O’Reilly says that he and Bezos first met when they were butting heads over the 1-Click patent. He suggests that it should be opened up to similar Web Services development since he has millions of customers in a trusted relationship.

Bezos says the wallet is also open. Is it?

[We haven’t heard the patented Bezos laugh once yet. I’m in the room when it happens. It’s like Mt. Saint Helens erupting. I guess it’s a more serious time.]

Bezos says he has a strong incentive to keep inventing because his customers will be loyal to him only until someone offers them a better service.

O’Reilly says the search got worse when full-text books were added. Bezos says they can tell whether they’ve hurt search because they see immediately whether they’ve hurt sales.

O’Reilly mentions Rutan’s space effort and asks whether Bezos plans to go up in space himself. “Absolutely,” he replies.

Bezos says searching inside the book is all about sampling at the point of sale. If you give a sample of ice cream at the store, it’s that. If you give it away at a park, it’s branding.

The guy who designed the effects in Matrix says to Bezos that he’s good at thinking in 10-year chunks. So he asks Bezos what’s coming in massive multiplayer gaming. Bezos says we may be in such a universe right now.

Web 2.0: The big time

Web 2.0: The big time

: We’re out of the intimate workshops and into the big room with the big names. John Battelle and Tim O’Reilly are kicking it off with their view of the web as the new operating system with an internet application stack.

Hell, the web is the new operating system of life, no?

They say that profit is migrating down to data suppliers and up to companies that can take advantage of network effects.

They like the architecture of participation with companies that grow as your customers build your business for you: Google, Flikr, eBay, Amazon, Blogger, Linux, Apache.

O’Reilly says Amazon is amazing because it overlayed network effect on an old, only OK business.

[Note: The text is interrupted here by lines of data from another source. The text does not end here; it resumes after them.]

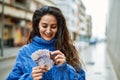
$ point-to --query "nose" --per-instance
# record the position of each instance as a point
(48, 30)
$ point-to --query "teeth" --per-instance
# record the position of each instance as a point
(48, 35)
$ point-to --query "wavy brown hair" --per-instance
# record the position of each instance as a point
(63, 42)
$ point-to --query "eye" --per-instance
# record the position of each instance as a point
(44, 26)
(54, 27)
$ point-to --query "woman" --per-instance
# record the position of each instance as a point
(49, 32)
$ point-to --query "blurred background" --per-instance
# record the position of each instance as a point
(93, 25)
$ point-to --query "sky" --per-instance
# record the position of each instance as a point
(98, 10)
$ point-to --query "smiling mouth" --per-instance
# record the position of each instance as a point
(48, 35)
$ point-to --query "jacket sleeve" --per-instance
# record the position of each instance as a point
(67, 72)
(17, 71)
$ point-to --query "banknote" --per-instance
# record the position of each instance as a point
(42, 58)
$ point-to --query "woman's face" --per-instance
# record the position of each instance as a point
(48, 27)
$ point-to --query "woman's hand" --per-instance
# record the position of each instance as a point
(59, 58)
(37, 72)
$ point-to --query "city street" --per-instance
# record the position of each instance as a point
(97, 62)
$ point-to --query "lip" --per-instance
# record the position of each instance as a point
(48, 35)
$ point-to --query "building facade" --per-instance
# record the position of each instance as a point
(113, 37)
(17, 19)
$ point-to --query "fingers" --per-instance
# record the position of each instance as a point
(37, 72)
(59, 57)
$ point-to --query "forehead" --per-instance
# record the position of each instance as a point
(48, 19)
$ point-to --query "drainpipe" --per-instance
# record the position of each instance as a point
(2, 30)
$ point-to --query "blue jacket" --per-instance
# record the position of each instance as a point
(24, 64)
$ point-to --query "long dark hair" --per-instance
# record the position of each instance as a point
(63, 42)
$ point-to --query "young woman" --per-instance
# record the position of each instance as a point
(49, 32)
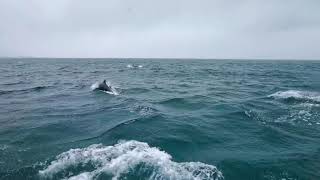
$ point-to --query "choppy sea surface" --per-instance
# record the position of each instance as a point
(167, 119)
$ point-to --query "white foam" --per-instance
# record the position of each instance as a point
(94, 86)
(123, 158)
(303, 95)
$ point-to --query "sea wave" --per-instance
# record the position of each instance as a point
(124, 160)
(32, 89)
(298, 95)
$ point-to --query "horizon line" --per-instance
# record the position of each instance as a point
(153, 58)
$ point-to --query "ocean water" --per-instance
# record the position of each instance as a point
(166, 119)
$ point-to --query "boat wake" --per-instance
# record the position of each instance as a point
(125, 160)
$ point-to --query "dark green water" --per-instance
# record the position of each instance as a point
(172, 119)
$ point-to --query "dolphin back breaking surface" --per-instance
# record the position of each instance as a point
(104, 87)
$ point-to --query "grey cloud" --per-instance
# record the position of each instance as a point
(194, 29)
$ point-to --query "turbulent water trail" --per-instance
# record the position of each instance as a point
(124, 160)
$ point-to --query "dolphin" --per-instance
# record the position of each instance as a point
(104, 86)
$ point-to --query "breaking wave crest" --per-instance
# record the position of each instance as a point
(298, 95)
(125, 160)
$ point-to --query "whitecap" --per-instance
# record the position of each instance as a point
(301, 95)
(121, 160)
(113, 89)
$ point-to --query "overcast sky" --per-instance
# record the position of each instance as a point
(275, 29)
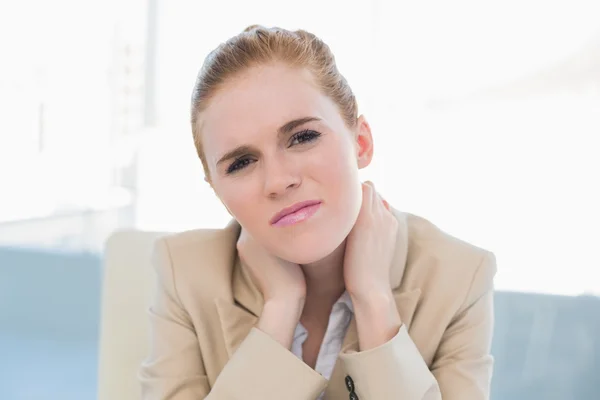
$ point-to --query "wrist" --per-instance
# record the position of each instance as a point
(279, 319)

Yes, the advantage of this is that the people bring you (a) content but also (b) marketing and (c) valuable data.

“Data is the Intel Inside,” says the slide. O’Reilly says Microsoft won the browser war but couldn’t turn that into money; it gained them no leverage.

Next: “Innovation in assembly.” (Don’t you just hate overly abstracted PowerPoint headlines? Hey, in the news business we learned that headlines must inform.) O’Reilly explains as an example his new company that allows users to deconstruct and reconstruct text books.

“Lightweight business models” is the nirvanna of today, the cure for the ’90s.

O’Reilly says we come to the end of the software upgrade cycle. So innovations are introduced a small bit at a time instead of a ton at a time. Amazon, eBay, Google add innovations that way; Microsoft takes a half-a-decade to come up with a new OS.

Software “above the level of a single device” is another trend they see…. e.g., the iPod.

Next they emphasize the “power of the tail.” See Chris Anderson’s story in Wired, which just went up online today.

Those are the themes of the confab, they say.